Chapter 4. More Complex, Adaptive Models
As we saw in the previous chapter, it is relatively easy to build the very simplest anomaly detector that looks for deviations from an ideal value. Tools like the t-digest can help by analyzing historical data to accurately find a good threshold. Statistically, such a system is building a model of the input data that describes the data as a constant value with some additive noise. For a system like most of the ones we have seen so far, the model is nearly trivial, but it is a model nonetheless.
But what about the more complicated situations, such as the one shown at the end of the last chapter in Figure 3-3? Systems that are not stationary or that have complicated patterns even when they are roughly periodic require something more than a simple threshold detector. And what happens when conditions change?

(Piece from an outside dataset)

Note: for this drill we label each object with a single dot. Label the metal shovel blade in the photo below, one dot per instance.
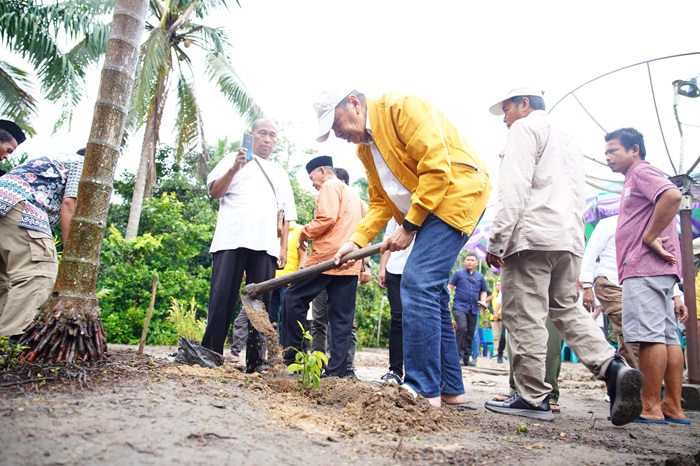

What is needed is an adaptive machine-learning model for anomaly detection. In Chapter 2 we discussed the idea of a probabilistic model that is trained using histories of past events to estimate their likelihood of occurrence as a way to describe what is normal. This type of model is adaptive: as small fluctuations occur in the majority of events, our model can adjust its view of “normal” accordingly. In other words, it adapts to reasonable variations. Back to our bird-watching analogy, if our bird detector is looking for unusual species (“accidentals” in bird-watching jargon) or significant and possibly catastrophic changes in the population ...